As these sorts of posts typically come across as conveying perfect, ideal lives with nary an issue or problem in sight, let me be very honest with you that there were many roadbumps. One of our cars died and we bought a new one, only to learn after a heavy rain that the sunroof drains had not been connected, oopsy-do. It was a fun couple of days of scooping the water out of the footwells in the backseat and from the trunk, then wet-vacuuming the car, then putting charcoal into the car to soak up the rest, all the while hoping to heaven it wouldn’t wind up going all moldy and that we hadn’t fried the electric board in some way because we couldn’t figure out how extensive the flooding was until we were able to get it into the shop. Thankfully, it was salvageable and no further issues arose, because I promise you we barely had the funds to cover buying this car, much less a second one. Also, car insurance does not cover flooding. GAH. Then, despite being vaccinated and extremely careful with masking everywhere in public, only attending outdoor concerts, and otherwise not being in crowded places beyond my classrooms, I contracted Covid in July, and my husband and youngest daughter also contracted it (likely from me), leading to several weeks of quarantine in this tiny, three-bedroom apartment, a deeply unfun experience for all involved. My case was the worst, and to be honest I’m still not fully recovered–it definitely did a number on my stamina and blood pressure, both of which I am still navigating. And I had some other health things that so far have turned out not to be serious (knock on wood) but that have been worrying, leading to an uptick in doctor visits and tests, which of course sends me into anxiety overload. There have been many adrenaline baths this year.

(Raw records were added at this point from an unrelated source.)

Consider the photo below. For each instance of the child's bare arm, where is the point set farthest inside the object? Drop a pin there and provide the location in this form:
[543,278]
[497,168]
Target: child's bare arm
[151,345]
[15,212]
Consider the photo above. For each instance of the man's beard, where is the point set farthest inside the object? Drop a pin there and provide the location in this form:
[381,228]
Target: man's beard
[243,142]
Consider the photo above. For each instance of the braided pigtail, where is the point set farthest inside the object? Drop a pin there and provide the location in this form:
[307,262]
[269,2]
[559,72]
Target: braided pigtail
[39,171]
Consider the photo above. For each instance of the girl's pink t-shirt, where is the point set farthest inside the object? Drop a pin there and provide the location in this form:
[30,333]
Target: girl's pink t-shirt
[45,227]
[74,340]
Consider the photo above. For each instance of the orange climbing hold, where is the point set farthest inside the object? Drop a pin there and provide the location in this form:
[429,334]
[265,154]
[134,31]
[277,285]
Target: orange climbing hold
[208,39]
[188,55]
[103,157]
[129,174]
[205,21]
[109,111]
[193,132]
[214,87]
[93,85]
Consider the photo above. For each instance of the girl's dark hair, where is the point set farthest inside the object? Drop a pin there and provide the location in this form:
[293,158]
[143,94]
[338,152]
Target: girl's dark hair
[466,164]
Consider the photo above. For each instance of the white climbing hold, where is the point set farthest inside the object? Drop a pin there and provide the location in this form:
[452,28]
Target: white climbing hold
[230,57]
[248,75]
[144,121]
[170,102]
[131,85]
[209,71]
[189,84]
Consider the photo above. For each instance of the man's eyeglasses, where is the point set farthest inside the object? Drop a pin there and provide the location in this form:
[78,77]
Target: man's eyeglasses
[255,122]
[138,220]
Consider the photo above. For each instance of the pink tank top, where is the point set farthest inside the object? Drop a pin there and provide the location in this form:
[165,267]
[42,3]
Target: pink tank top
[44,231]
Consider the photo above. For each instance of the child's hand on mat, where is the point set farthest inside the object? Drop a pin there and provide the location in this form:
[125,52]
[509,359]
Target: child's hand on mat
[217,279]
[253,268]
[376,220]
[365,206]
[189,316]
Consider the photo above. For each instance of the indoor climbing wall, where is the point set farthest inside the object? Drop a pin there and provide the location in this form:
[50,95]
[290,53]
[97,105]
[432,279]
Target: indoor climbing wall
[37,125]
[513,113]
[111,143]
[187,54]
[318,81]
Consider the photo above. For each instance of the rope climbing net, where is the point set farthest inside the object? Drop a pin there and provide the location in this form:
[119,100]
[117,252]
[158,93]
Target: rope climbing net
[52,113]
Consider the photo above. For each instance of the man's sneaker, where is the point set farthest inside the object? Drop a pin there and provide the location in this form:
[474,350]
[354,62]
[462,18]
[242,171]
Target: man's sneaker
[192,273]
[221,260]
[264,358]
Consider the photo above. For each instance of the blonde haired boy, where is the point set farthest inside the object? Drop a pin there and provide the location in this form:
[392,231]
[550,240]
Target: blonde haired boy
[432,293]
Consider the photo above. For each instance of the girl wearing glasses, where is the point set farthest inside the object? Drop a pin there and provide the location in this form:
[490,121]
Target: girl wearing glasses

But, in the end, we’re all still here, mostly healthy, and very happy.
We closed out the year, as has been our custom, at my parents-in-law’s home on top of a mountain in the Virginia Appalachians, and as usual, my happy place did not disappoint–despite the frigid temperatures, I was able to get out for a late-afternoon hike that definitely restored my rumpled spirit. This truly is a sacred place, and how fortunate I am that I can return year after year to its restorative and inspiring peace and beauty. I will never take this for granted.



So, while it was most definitely not all happiness and sunshine and glitter and rainbows, on the whole 2022 brought more positive than negative in our lives, for which I am grateful. I hope you have also had a more good than bad year, and that 2023 brings with it possibilities and promise, hope and enjoyment, and opportunities for as much happiness as you could want.